Happy belated 40th, Corri! It's been an insane week here at work, and I've not been here much. I'm sorry I missed Blackie's well wishes to you.
Corri, I've read and re-read your posts and all I can do is smile. You probably think I'm nuts, but you know what? You grew up. Practically overnight. I can't remember the day (or night) when I had this lightning bolt realization either, but when I did, it pretty much paralyzed me. I still can't fathom why it took so long for me to completely grasp the idea of treating others the way I want to be treated. I must be the biggest dumba$$ west of the Mississippi or something.
Authenticity. Easy to spell and say, hard as hell to live out. If it helps you, I struggle with this issue every damn day of my life too. When this question means the most is when I'm in the midst of a huge quandary and the stakes are high--either for me or someone else. I know that what I say is a complete and utter reflection of me, and it compels me to communicate honestly with others.
There are people who make this job damn tough for me to do. But the only way (and I mean ONLY) to get deeper with others is to be vulnerable and give others what we say we are, who we are and to level with them openly and fairly.
It sure as hell doesn't mean you answer that colleague's question, "Do these pants make my butt look fat?" What it does mean is that when you have the opportunity to share more of yourself (and it is requested of you) that you share with the goal of building intimacy and building trust with another human being. Being a pretty strong female, I KNOW how hard it is to be vulnerable and let others know what you're feeling. Trust me--this is not my strong suit at all, but I'm improving. So far, I haven't experienced more hurt than what hurt has been doled out over the past 4 years. I'm pretty sure that being vulnerable isn't high on my list of deadly sins (as perceived by others).
IMHO, we can't ever be perfectly authentic. We can sure set the bar at that level, though.
I think back to times in my now defunct marriage... where I chose not to be authentic for whatever lame ass reason I allowed to delude myself. At some point, I saw that Mr. W. continued to do things because I had never spoken up authentically--and even though he did the same to me, it was unfair of me to do.
The enlightened Corri and Betsey would do things differently now. I find myself choosing a different way of putting myself out there... for example, I share my "problem" and associated feelings and give others the chance to either respond or not. Their feelings and actions don't necessarily equate to deal breakers, but they do give us a template in problem solving where we both have a contribution to the solution without being master manipulators and control freaks.
When I'm at my absolute worst, I recognize that my gravitation toward control means I'm feeling fearful--and then I ask myself a series of questions to see whether or not the fear is based on a past conditioned response or it's valid in the present. Typically, that cycle keeps me from going after control and getting in other people's faces. Like you said, controlling my own thoughts and actions is a full time job for me. I'd prefer to do most of my manic thinking under wraps?
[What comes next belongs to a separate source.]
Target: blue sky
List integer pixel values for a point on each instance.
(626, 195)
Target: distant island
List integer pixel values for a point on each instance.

Choices. It's all about choices. And every choice has a consequence--consequences aren't always bad and they don't have to equate to punishment. Choices are good. And when you can get to the point where you realize that every stinking communication you have with someone else is about a choice, it makes things seem a whole lot more defined and manageable.
My guess is once you get through processing "the truth about Corri", you'll find that libido kick right back into gear. After all, what could be more heady than showing a guy what is really in your heart and being shown that you're awesome just the way you are? I swear, I'd be all over him like stink on crap...
Take care and go easy on yourself. It gets better from here. Trust me. I've got almost 5 years on you, and they just keep getting better.
Hugs,
Betsey
"There are only 2 ways to live your life. One is as though nothing is a miracle. The other is as though everything is a miracle."